Andrin Winteler uses a Cannon reflex camera. He also owns a smaller Cannon. He doesn’t always feel like bringing all of his equipment. That is not a big problem since he thinks that which camera one uses is not as important as it used to be. But of course, if you want to print something really large, you need to make sure it has a good resolution. He told me:

“Whether or not you take a good picture is not up to your camera; it’s up to you!”

Invisible with his Camera

I asked him, what he’d do if he could be invisible with his camera. That’s what he would do:

“Well I’m not the kind of guy who takes pictures of people. I think it’s only necessary to be invisible if you take pictures of people. Although… There are many places that I want to take pictures at where I can’t enter easily. Buildings or rooms which you’re not allowed to enter. That would be amazing! If it’s something with people I’d think it’s interesting to take pictures of a family eating breakfast. That would be very intimate. If only photographers could do that, they’d regain their exclusive status like in the old days when they were the only ones capable of taking a picture. Nowadays everybody can do that.”
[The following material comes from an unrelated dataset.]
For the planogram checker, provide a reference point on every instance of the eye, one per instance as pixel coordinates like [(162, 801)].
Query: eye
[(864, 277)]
Photo taken by Mina Monsef

Intercultural Differences in Photography

Andrin Winteler thinks that photography varies in motives from place to place. Often what a photographer takes pictures of, is to some degree naturally predetermined by the landscape in which he works and lives in. According to this hypothesis, Swiss photographers would often take pictures of mountains while Costa-Rican photographers would probably have the beaches as a one of the main subject.

“I believe that if you are a photographer in Switzerland you can’t avoid the mountains. It’s something three-dimensional and you can take a picture of it and you don’t have to ask anybody for permission. Historically it’s definitely one of the Swiss trademarks and most important photographic elements. But since photography is so diverse, somebody who’s a fashion photographer probably doesn’t come across mountains.”
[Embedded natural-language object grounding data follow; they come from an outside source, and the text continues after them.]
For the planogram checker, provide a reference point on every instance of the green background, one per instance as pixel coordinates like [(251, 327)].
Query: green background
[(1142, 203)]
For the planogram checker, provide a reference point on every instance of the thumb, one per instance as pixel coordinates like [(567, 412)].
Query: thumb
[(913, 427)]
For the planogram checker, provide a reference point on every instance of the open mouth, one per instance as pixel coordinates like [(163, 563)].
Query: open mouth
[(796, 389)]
When you look at it from a social perspective that could also be an aspect of photography that varies from culture to culture. Since many photographers are socially active and try to deal with social issues, they often portray the social issues in their own community, their own culture. While there are definitely social issues that Switzerland and Costa Rica have in common, there are also some that are country-specific.

His Semester Abroad

Andrin Winteler about his semester abroad in Portland: “Going there was like a school of life.” Just like many AFS exchange students, including myself, he struggled with the language at first. I totally agree with him that a semester, in his case only 4 months, are way too short. As soon as you’ve built up your social environment and found out how live in your host country works, you already have to leave. At the end of his semester, he went on a very memorable road trip though the USA.

2 replies
  1. Tab
    Tab says:

    “Whether or not you take a good picture is not up to your camera; it’s up to you!” Absolutely! Like Andrin, my love is the landscape and I love taking pictures with fish eye lens. Well, absolute fisheye is beyond my pocket range. I am happy with substitutes up to say 10-14 mm. Because even with a substitute, you can take great shots. And the top picture of the Swiss Alps is amazing.
    (Didn’t I say, you have a great photographic mindset? I was right, isn’t it?)

    • Miranda
      Miranda says:

      In case you’re in Costa Rica or Switzerland at the times the exhibitions will take place, you’re more than welcome to come and check out more beautiful artwork of Andrin and more talented photographers.